The Pharisees cannot accept that Jesus gave sight to the man who was born blind, so they call in his parents. The parents know that they face the possibility of being “expelled from the synagogue.” (John 9:22) Such cutting off of fellowship from other Jews would have severe social and economic consequences for the family.
The Pharisees ask two questions: “Is this your son who you say was born blind? How, then, does he now see?” The parents reply: “We know that this is our son and that he was born blind. But how it is that he now sees, we do not know; or who opened his eyes, we do not know.” Even if their son had told them what had happened, the parents are cautious as to how they respond and say: “Ask him. He is of age. He must speak for himself.”
Hence, the Pharisees call the man back and intimidate him by claiming that they have evidence against Jesus. “Give glory to God,” they demand. “We know that this man is a sinner.” Deflecting their charge, the man who was blind says: “Whether he is a sinner, I do not know.” Yet he states: “One thing I do know, that I was blind, but now I can see.”
Unwilling to leave the matter at that, the Pharisees continue: “What did he do to you? How did he open your eyes?” The man shows some courage in replying: “I told you already, and yet you did not listen. Why do you want to hear it again? You do not want to become his disciples also, do you?” Enraged, the Pharisees charge: “You are a disciple of that man, but we are disciples of Moses. We know that God has spoken to Moses, but as for this man, we do not know where he is from.”
Expressing wonderment, the beggar comments: “This is certainly amazing, that you do not know where he is from, and yet he opened my eyes.” The man then makes a logical argument as to whom God hears and approves: “We know that God does not listen to sinners, but if anyone is God-fearing and does his will, he listens to this one. From of old it has never been heard that anyone opened the eyes of one born blind.” This leads to the conclusion: “If this man were not from God, he could do nothing at all.”
Unable to refute the beggar’s reasoning, the Pharisees revile him, saying: “You were altogether born in sin, and yet are you teaching us?” They throw him out.
When Jesus hears what happened, he finds the man and asks: “Are you putting faith in the Son of man?” The healed man responds: “And who is he, sir, so that I may put faith in him?” Leaving no doubt, Jesus says: “You have seen him, and in fact, he is the one speaking with you.”
The man replies: “I do put faith in him, Lord.” Showing faith and respect, the man bows down before Jesus, who makes a profound statement: “For this judgment I came into this world, that those not seeing might see and those seeing might become blind.”

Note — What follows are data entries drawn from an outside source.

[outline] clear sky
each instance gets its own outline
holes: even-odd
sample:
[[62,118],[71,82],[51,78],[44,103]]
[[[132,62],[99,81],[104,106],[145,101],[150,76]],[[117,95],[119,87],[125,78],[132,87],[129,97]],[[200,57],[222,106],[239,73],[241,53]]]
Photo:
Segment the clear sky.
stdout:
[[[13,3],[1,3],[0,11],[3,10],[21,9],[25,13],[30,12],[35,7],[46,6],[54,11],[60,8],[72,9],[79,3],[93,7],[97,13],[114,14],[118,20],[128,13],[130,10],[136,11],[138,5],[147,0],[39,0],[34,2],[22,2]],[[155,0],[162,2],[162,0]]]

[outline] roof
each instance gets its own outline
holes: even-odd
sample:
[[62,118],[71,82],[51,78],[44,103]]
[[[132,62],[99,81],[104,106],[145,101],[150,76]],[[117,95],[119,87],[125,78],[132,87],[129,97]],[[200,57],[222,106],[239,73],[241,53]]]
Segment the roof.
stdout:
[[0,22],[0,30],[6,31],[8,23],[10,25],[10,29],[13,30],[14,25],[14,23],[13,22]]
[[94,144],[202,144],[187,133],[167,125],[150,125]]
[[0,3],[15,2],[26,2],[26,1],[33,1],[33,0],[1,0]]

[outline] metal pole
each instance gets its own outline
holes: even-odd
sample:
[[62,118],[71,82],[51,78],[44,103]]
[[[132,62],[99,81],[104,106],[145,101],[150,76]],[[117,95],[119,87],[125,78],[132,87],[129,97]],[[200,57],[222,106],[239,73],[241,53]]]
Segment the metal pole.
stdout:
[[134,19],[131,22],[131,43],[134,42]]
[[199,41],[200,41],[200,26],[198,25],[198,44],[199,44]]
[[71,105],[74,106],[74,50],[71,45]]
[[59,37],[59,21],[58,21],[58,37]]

The Pharisees, who happen to be there, know that they are not sightless. But what of their presumed role as spiritual guides? They ask defensively: “We are not blind also, are we?” Jesus says: “If you were blind, you would have no sin. But now you say, ‘We see.’ Your sin remains.” (John 9:40, 41) Had they not been teachers in Israel, rejecting Jesus as the Messiah might be understandable. But with their knowledge of the Law, their rejection of him is a serious sin.